Saya boleh meninggalkan penjara saya sebagai orang bebas," tulis Kartini.

Sejak aturan pingitan dilonggarkan, Kartini dan dua adiknya diperkenankan kembali mengunjungi rumah Nyonya Ovink Sore secara rutin. Nyonya Ovingk juga sering mengajak tiga saudara tersebut pergi menghadiri pesta keluarga Belanda.

Hal tersebut dicermati secara baik oleh sang ayah. Hingga akhirnya pada 2 Mei 1898, tiga bersaudara tersebut tak lagi dipingit.

Kebebasan tiga saudara ditandai dengan ikutnya mereka dalam kunjungan Bupati Sosroningrat ke Semarang menghadiri perayaan penobatan Ratu Wilhelmina.

Kartini membagi kebahagian tersebut kepada Stella melalui surat, “Kami diperkenankan meninggalkan kota kediaman kami dan ikut pergi ke ibukota menghadiri perayaan penghormatan kepada Sri Ratu. Lagi kemenangan yang besar, amat besar yang sangat patut kami hargai“

Sejak saat itu Kartini dan adik-adiknya berkunjung ke desa-desa dan berdialog dengan warga.

Salah satu permasalahan yang berhasil diselesaikan Kartini adalah kemiskinan yang membelit para pengrajin ukir di Kampung Belakanggunung.

Hasil karya pengrajin dihargai murah dan tak sebanding dengan jerih payah yang telah mereka lakukan.

Mendengar itu, Kartini langsung menghubungi orang Belanda di Semarang dan Batavia untuk membantu mempromosikan kerajinan seni ukir Jepara.

Kartini menugaskan kepada pengrajin ukir dari Belakanggunung membuat berbagai macam furnitur dan kerajinan untuk dipasarkan ke Semarang, Batavia, bahkan Belanda.

Harga kerajinan mereka mampu dijual dengan harga yang tinggi, sehingga kesejahteraan pengrajin bisa meningkat.

Dengan cara yang sama Kartini juga berhasil meningkatkan kesejahteraan pengrajin emas dan tenun yang ada di Jepara.

Ia pun ikut sang ayah yang berkunjung ke Istana Buitenzorg (Bogor) untuk memenuhi undangan Gubernur Jenderal Roosebom.

Kartini memanfaatkan kesempatan untuk menemui Nyonya Rooseboom meminta bantuan beasiswa agar bisa melanjutkan pendidikan ke Belanda.

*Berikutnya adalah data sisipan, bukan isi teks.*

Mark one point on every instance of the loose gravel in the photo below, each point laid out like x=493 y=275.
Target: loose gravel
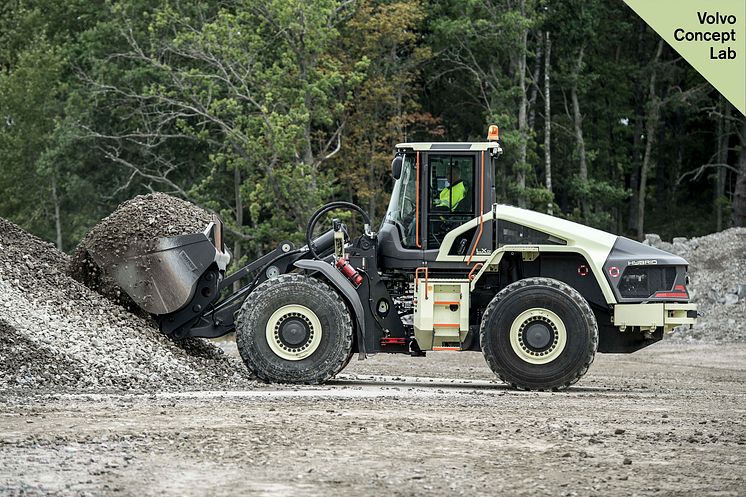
x=717 y=269
x=57 y=334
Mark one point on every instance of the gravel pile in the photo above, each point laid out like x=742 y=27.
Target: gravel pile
x=143 y=218
x=57 y=334
x=717 y=268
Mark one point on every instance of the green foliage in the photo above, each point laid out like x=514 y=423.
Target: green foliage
x=263 y=110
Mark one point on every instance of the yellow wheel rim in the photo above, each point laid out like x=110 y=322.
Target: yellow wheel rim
x=538 y=336
x=303 y=318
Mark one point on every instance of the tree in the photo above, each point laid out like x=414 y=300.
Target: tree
x=254 y=91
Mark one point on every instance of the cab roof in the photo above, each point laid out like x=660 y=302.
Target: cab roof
x=447 y=146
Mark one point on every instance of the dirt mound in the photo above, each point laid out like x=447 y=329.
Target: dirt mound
x=717 y=269
x=145 y=217
x=57 y=334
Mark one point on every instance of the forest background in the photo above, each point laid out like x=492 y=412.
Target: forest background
x=262 y=110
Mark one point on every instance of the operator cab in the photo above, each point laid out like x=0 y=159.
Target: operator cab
x=439 y=188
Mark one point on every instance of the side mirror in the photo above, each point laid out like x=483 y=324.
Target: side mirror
x=396 y=166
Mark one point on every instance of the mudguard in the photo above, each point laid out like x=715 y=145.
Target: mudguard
x=344 y=286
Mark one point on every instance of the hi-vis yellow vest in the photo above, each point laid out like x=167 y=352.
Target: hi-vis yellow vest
x=452 y=195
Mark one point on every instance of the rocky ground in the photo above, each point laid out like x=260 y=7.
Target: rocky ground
x=141 y=219
x=666 y=421
x=94 y=400
x=59 y=335
x=717 y=269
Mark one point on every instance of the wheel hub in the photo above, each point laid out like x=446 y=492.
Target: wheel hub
x=293 y=332
x=538 y=336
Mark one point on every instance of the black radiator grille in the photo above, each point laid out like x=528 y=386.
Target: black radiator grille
x=644 y=281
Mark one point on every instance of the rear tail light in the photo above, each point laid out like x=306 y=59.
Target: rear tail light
x=678 y=292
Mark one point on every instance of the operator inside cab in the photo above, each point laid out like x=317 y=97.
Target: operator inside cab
x=454 y=192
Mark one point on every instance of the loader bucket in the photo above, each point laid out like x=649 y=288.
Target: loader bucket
x=161 y=275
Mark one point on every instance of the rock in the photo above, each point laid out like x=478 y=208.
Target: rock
x=741 y=291
x=144 y=218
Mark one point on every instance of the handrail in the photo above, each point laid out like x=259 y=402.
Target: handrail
x=481 y=213
x=471 y=273
x=417 y=278
x=417 y=204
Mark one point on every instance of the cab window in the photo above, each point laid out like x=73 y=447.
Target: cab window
x=451 y=185
x=402 y=206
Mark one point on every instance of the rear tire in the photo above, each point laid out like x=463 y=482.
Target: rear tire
x=294 y=329
x=539 y=334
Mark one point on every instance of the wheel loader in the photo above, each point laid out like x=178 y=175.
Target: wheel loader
x=536 y=294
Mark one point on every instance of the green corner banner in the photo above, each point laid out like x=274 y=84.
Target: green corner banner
x=709 y=34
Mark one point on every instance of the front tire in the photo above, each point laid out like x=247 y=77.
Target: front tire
x=294 y=329
x=539 y=334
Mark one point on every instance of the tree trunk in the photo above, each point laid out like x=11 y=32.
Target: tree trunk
x=738 y=217
x=723 y=139
x=534 y=85
x=580 y=142
x=548 y=122
x=239 y=219
x=634 y=180
x=651 y=123
x=57 y=215
x=522 y=116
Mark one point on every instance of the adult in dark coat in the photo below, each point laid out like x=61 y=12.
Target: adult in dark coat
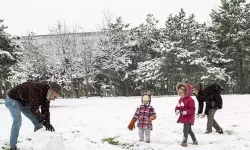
x=209 y=94
x=27 y=98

Namun ia gagal bertemu Nyonya Rooseboom dan hanya bisa bertemu ajudan Gubernur Jenderal, suami istri de Booy.

Perjalanan ke Batavia membuat secercah harapan bagi Kartini, apalagi JH Abendanon bersedia membantu jika Kartini ingin masuk sekolah dokter.

Namun sekolah dokter tak disetujui oleh ayahnya. Kartini menceritakannya kepada Nyonya Ovink Soer.

“Apabila sekarang kami tidak ke negeri Belanda, bolehkan saya ke Betawi untuk belajar jadi dokter? Jangan lupa, kamu orang Jawa, sekarang belum mungkin. 20 tahun mendatang keadaan akan lain, Tetapi sekarang belum bisa. Lalu saya bertanya, bolehkah saya jadi guru Ayah berkata itu bagus, itu baik sekali! Itu boleh kamu kerjakan!"

Bupati Sosroningrat tidak mengizinkan Kartini masuk ke sekolah dokter karena murid di sekolah tersebut semuanya laki-laki, sehingga kalau anaknya masuk ke sekolah tersebut akan menimbulkan permasalahan.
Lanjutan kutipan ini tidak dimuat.